Here are six other really awesome jobs that could also make you rich:
Tropical Island Caretaker— To promote the islands surrounding the Great Barrier Reef, Tourism Queensland hires island caretakers to live on the island for six-month periods, and blog about their experience. In exchange, caretakers get to swim, snorkel, and enjoy a tropical lifestyle. Their travel and accommodation is free and they get paid $150,000.
Youtube Eater–One of South Korea’s hottest trends is meok-bang, or “broadcast eating.” Hundreds of thousands of viewers tune in to watch culinary bloggers eat extravagant meals in front of the camera. One of the bigger names is Park Seo-Yeon, who notes that “my show makes them feel like they are eating with a friend.” Park’s eating nets her just over $100,000 a year, and others make tens of thousands a year doing the same thing.
Golf Ball Diver— Armed with a wetsuit and scuba gear, these people venture into the lakes and ponds of golf courses to retrieve the balls you lose. It’s tough work, but the salary reflects that: Golf course divers can make up to $100,000.
Government Hacker–White Hat Hackers are just like the evil genius computer hackers you see in movies–but they work to protect the American people, and they can earn up to $132,000. White Hat Hackers are employed by the U.S. government to try to hack into their websites, and expose vulnerabilities that the government can then address. Many White Hat Hackers are ex-cyber-criminals like Kevin “Condor” Mitnick, who was referred to in 1995 as “the most wanted computer criminal in U.S. history” by the U.S. Federal Communications Commission.
Submarine Chef–If you’ve ever wanted to explore the deep blue sea and cook while doing it, try being a submarine chef. These chefs design the menus and make the food for the Navy aboard their submarines, but also get to help prepare for combat, and even drive the sub. “You’ll embark on a catering career like no other,” entices a job posting on the British Royal Navy’s website. “But first and foremost, you’re a submariner, which means…highly classified missions anywhere in the world.” They’re also the social hub of the sub, according to the website.
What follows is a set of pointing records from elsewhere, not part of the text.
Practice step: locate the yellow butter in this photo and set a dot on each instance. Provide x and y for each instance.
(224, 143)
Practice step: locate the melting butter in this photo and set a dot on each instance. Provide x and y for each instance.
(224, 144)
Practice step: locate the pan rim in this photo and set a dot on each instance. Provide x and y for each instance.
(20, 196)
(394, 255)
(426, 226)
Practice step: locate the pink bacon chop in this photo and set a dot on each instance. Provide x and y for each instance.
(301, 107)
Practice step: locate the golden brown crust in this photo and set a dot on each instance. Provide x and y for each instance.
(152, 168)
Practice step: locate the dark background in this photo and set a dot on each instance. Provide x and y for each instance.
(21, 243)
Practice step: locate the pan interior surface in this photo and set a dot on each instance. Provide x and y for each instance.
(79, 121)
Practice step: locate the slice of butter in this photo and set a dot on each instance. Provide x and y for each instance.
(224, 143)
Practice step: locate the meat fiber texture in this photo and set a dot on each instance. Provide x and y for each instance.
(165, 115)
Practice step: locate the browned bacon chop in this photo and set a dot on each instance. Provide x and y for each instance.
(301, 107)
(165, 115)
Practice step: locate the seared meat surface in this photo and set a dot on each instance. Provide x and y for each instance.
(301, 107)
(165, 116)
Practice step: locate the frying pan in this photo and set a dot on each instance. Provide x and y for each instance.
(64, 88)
The posting adds “Your crewmates, at all levels, look forward to mealtimes, so you’ll be responsible for maintaining their high morale and wellbeing.” The most experienced submarine chefs earn up to $200,000 a year.
Jedi Master— This job won’t be easy to get — and it’s currently being held by someone — but it’s something for Star Wars fans to aspire to. The Star Wars franchise spans 10 movies, and hundreds of books, videos, cartoons, games, and comics. Someone’s got to keep track of all that, and it’s currently Leland Chee, the Keeper of the Holocron or, as Wired put it, “the Star Wars continuity cop.” Much like The Force, the Keeper of the Holocron is all knowing: He knows which Jedi were alive when, who is related and how, and how long it takes a spaceship to get from Coruscant to Dagobah. His salary isn’t public, but CelebrityNetWorth estimates it at around $250,000.